Алиса растеряно озиралась на серые стены, плохо понимая услышанное. Валентин придвинулся к ней, зашептал о том, что очень доволен тем, что идет серьезный диалог о судьбе Тимея, вот, если бы еще подтянуть из института коллег, поднять верных студентов, общественность, чтобы приструнить бессовестных детей.

– Включаясь в реальность – бытовые дрязги и дележку, он действительно становится умалишенным. Память после трагедии стала очень избирательной. Но, видите ли, им неприятно, чтобы кто-то узнал о болезни знаменитого папочки. Он почти не выходит отсюда уже второй год. Дело запутанное. У всех на устах – Тимей, а то, что он живой человек, никому нет дела. Его по фамилии никто и не знает, кроме учеников! Распродали и забыли. У вас лицо как-то странно изменилось, вам лучше выйти на воздух. Антон, мы будем на улице, – тот ответил кивком, не отвлекаясь от доктора, взятого на прицел цепкого взгляда.

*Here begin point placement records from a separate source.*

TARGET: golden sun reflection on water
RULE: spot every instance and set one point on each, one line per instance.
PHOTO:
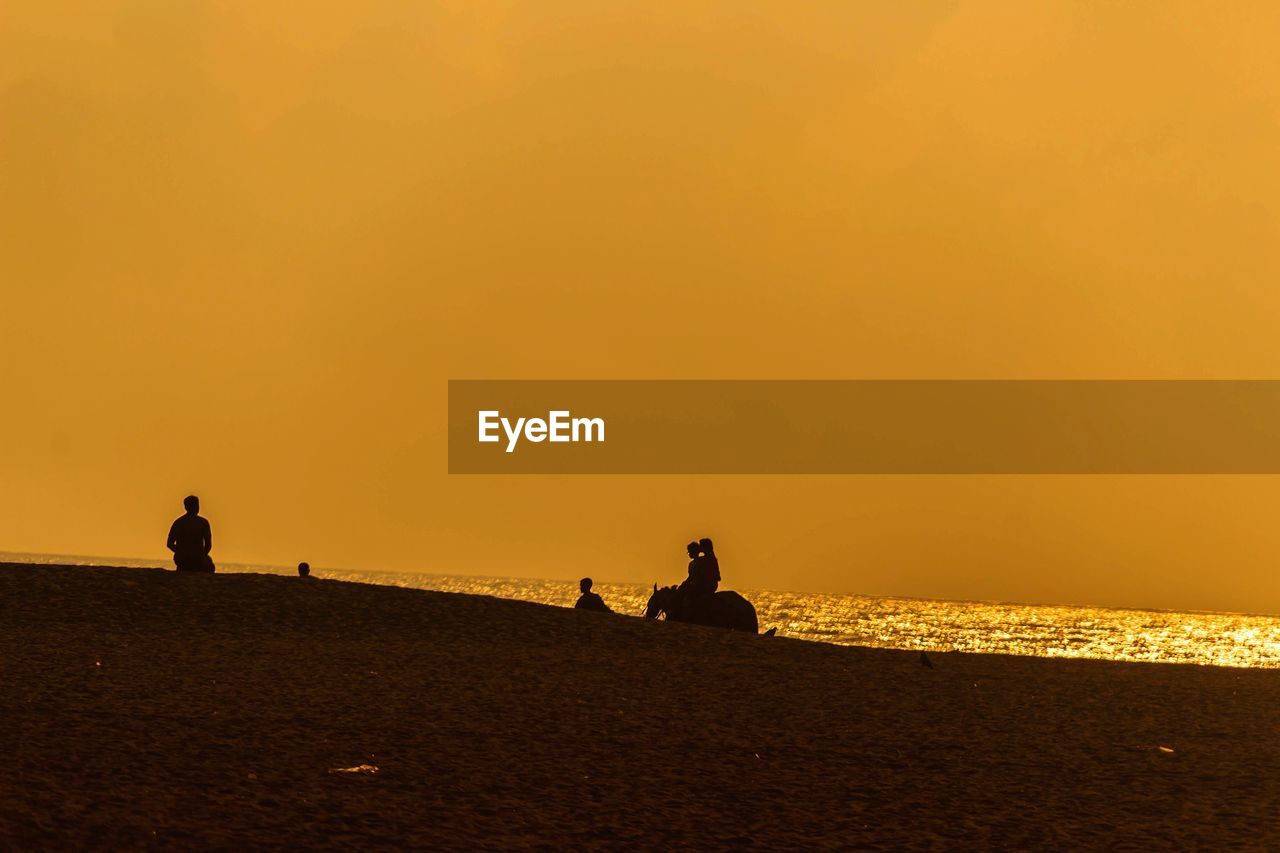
(1221, 639)
(1151, 635)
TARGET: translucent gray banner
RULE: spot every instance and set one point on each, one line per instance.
(864, 427)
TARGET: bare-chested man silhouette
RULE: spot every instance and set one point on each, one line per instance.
(190, 539)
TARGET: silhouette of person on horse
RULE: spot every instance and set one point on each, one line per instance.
(699, 600)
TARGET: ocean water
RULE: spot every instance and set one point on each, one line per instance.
(1153, 635)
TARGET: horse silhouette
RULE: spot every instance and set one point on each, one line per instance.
(725, 609)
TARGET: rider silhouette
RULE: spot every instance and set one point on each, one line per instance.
(703, 579)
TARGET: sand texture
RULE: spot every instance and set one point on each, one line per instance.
(146, 708)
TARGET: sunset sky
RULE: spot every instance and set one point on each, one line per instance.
(245, 245)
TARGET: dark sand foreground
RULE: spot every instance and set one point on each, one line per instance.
(141, 707)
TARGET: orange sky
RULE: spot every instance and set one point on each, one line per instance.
(242, 249)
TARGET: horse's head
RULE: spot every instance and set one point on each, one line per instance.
(659, 602)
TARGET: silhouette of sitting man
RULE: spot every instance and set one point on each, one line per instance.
(589, 600)
(190, 539)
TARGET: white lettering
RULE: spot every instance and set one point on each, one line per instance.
(488, 423)
(588, 424)
(558, 427)
(512, 434)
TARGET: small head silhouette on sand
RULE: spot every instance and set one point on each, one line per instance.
(589, 600)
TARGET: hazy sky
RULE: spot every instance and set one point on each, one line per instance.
(245, 245)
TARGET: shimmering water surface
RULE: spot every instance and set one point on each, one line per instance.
(1224, 639)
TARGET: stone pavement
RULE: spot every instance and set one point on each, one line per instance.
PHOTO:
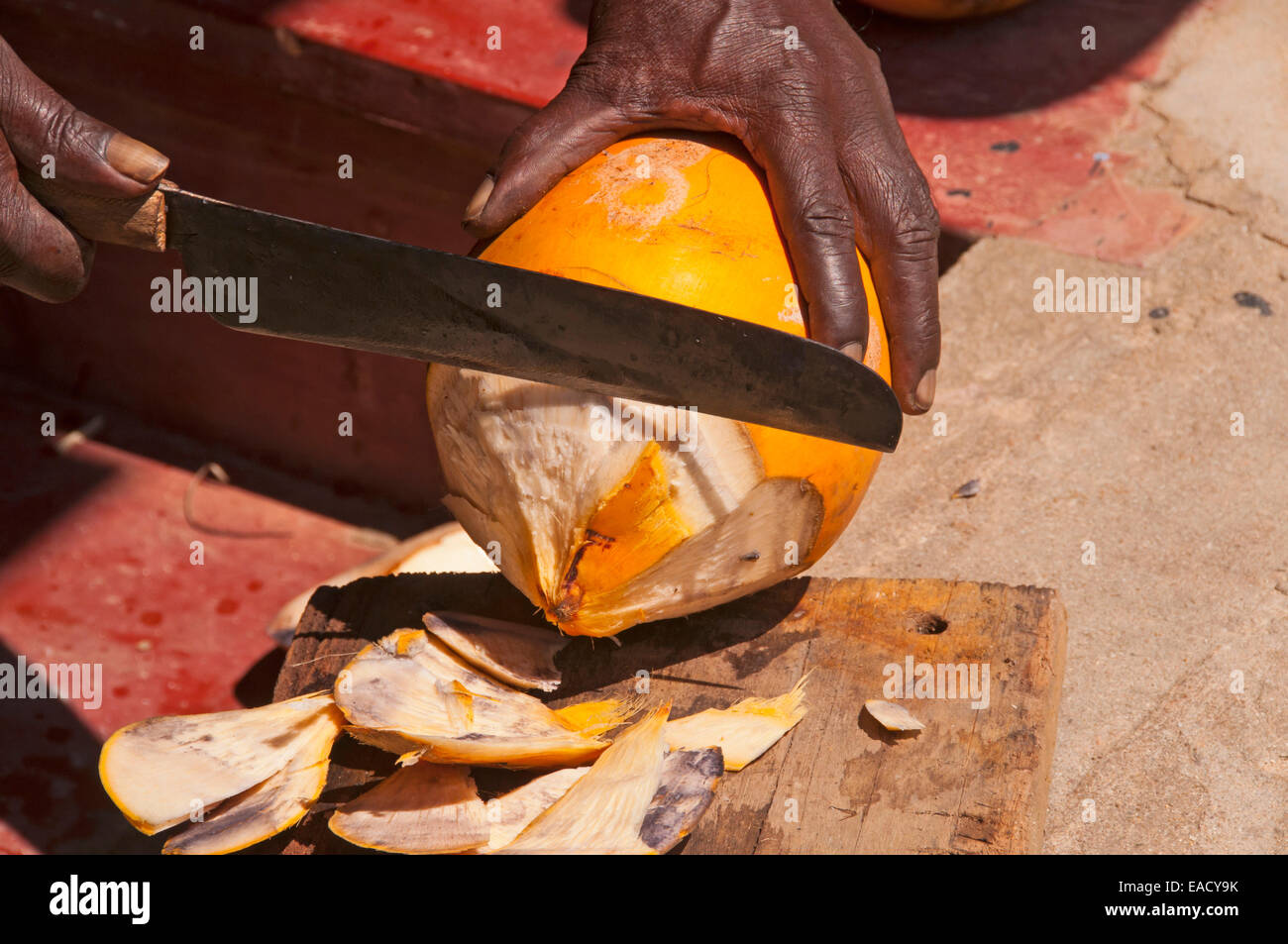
(1091, 436)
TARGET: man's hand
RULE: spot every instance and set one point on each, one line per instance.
(816, 117)
(42, 133)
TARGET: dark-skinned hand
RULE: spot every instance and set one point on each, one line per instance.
(39, 254)
(816, 117)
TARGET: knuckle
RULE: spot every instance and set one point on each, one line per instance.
(820, 215)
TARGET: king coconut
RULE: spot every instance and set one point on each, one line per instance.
(608, 514)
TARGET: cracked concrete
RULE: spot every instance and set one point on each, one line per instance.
(1162, 442)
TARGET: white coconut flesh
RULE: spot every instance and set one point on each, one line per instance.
(604, 810)
(523, 469)
(410, 693)
(516, 655)
(743, 730)
(267, 807)
(417, 810)
(162, 771)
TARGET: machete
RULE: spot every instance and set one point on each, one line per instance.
(331, 286)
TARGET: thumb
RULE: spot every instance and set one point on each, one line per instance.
(548, 146)
(47, 132)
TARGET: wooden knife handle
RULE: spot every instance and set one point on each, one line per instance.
(137, 223)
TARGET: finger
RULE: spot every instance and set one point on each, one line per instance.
(898, 233)
(544, 150)
(814, 211)
(39, 256)
(50, 136)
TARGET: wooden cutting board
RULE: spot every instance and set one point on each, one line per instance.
(973, 781)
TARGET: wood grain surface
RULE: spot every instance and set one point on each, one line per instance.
(974, 781)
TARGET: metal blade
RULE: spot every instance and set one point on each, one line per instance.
(336, 287)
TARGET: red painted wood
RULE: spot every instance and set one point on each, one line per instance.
(95, 567)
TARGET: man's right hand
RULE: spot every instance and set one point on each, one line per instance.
(43, 133)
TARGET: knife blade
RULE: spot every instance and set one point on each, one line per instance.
(330, 286)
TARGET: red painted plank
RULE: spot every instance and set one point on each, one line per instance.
(95, 567)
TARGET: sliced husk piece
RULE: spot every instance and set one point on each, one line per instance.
(267, 807)
(420, 809)
(513, 754)
(743, 730)
(430, 807)
(688, 787)
(510, 813)
(893, 717)
(516, 655)
(410, 693)
(159, 772)
(604, 810)
(446, 549)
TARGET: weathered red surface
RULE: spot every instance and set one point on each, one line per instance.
(95, 567)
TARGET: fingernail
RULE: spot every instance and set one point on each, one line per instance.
(136, 159)
(925, 394)
(480, 200)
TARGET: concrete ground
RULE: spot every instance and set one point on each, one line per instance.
(1085, 429)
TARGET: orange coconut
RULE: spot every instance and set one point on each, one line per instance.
(634, 522)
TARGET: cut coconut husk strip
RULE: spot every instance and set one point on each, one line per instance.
(163, 771)
(429, 807)
(446, 549)
(510, 813)
(408, 693)
(420, 809)
(267, 807)
(516, 655)
(893, 717)
(688, 787)
(604, 810)
(742, 732)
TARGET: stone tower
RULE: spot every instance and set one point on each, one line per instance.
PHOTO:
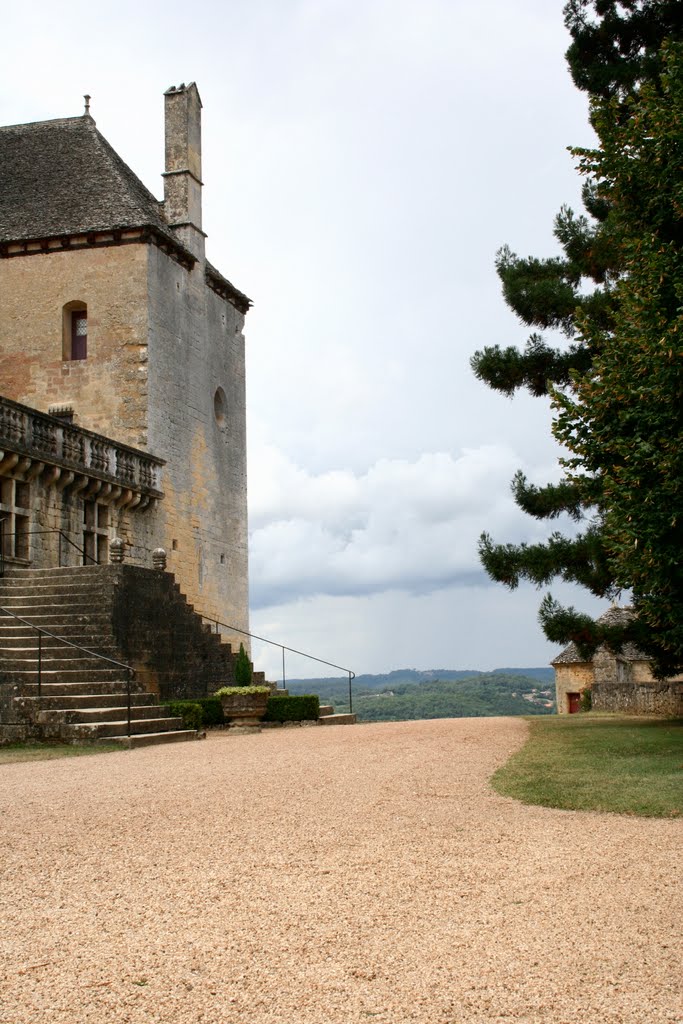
(110, 310)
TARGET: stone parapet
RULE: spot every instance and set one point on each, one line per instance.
(34, 442)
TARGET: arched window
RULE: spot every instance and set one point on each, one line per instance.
(75, 331)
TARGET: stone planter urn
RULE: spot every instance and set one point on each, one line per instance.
(244, 706)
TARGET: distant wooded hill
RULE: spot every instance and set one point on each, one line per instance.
(409, 693)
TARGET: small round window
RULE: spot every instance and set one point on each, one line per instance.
(219, 406)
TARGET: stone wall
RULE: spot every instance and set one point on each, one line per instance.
(198, 424)
(165, 372)
(570, 678)
(629, 687)
(157, 631)
(108, 389)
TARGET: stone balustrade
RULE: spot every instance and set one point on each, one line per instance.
(52, 441)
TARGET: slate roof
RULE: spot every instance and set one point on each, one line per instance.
(62, 177)
(613, 616)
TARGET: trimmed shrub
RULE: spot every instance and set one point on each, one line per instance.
(302, 708)
(212, 712)
(245, 690)
(188, 711)
(244, 672)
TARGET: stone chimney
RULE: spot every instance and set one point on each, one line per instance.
(182, 177)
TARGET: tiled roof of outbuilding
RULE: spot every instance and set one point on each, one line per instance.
(613, 616)
(62, 177)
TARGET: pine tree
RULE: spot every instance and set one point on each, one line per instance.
(614, 52)
(624, 421)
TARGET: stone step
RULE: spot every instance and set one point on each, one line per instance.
(94, 687)
(56, 572)
(23, 646)
(28, 606)
(38, 612)
(86, 732)
(338, 720)
(150, 738)
(52, 662)
(95, 716)
(67, 586)
(9, 627)
(83, 701)
(29, 676)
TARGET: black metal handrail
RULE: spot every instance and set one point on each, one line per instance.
(293, 650)
(41, 632)
(67, 538)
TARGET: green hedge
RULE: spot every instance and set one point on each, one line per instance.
(212, 711)
(188, 711)
(203, 711)
(302, 708)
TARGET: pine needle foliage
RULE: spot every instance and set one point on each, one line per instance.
(615, 295)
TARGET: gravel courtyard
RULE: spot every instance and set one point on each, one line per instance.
(324, 877)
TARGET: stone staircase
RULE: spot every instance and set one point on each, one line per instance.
(83, 697)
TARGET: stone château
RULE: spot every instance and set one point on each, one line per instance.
(122, 363)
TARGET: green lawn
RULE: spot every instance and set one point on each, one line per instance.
(599, 763)
(48, 752)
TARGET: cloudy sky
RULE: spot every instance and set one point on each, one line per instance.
(363, 162)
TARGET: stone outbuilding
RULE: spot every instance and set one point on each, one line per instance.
(622, 682)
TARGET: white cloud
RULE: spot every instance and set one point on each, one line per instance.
(399, 525)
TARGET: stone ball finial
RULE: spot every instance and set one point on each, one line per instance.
(117, 547)
(159, 558)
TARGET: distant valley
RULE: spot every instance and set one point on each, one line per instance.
(409, 693)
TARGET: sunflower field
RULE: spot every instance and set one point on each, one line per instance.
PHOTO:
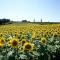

– Мир всегда катился в сторону, противоположную от Бога. Нашкодившие дети, мы вдруг понимаем это и вскрикиваем, вот это и есть творчество. Вскрикиваем, но вновь продолжаем расточать душу на пустяки, питающие зверя. Всегда были овцы и будут волки, а мы будем сторониться и тех и других. Что горевать об овцах, которым вырывают живьем сердце, а они молчат?! Порою думающий человек не видит в себе хищника, поедающего ближних. Так поздно приходит откровение – познание радости в элементарных вещах, таких, как свободно прогуляться в магазин за сигаретами, а хоть бы и за картошкой, самому сварить себе кофе, если хочется именно кофе, а не пить больничную бурду. Мы не замечаем легкости телодвижений, пока владеем собой и спохватываемся, когда той жизни осталось на полпинка. Я сидел на перевале, курил самокрутку, я не ел уже три дня, пил из ручья и вдруг открылась красота, я чуть вниз не свалился от восторга. Все проблемы ерунда, пока здоров, волен в своих желаниях. Радость быть своим в собственном мире хотя бы потому, что ты сам сделал этот выбор! Да, просрочен паспорт, и нет визы в ту страну, куда я ночью буду переползать, да могут прихватить, но я постараюсь прошмыгнуть. Получилось, многое получилось, но многое оказалось ненужным. Когда зарезали Сашку у собственного подъезда – одного из компаньонов, я был румяным пузаном в подштанниках, набитых валютой. Мы могли бы откупиться, но я был вне действия сети. Я бродил по странам, теряя скарб и уже не сокрушаясь об этом. Люди они везде люди, кто-то поможет, кто-то прогонит. Злые, добрые, смешные. Солнце светит для всех, в этом и есть сущность Бога, которого мы ищем.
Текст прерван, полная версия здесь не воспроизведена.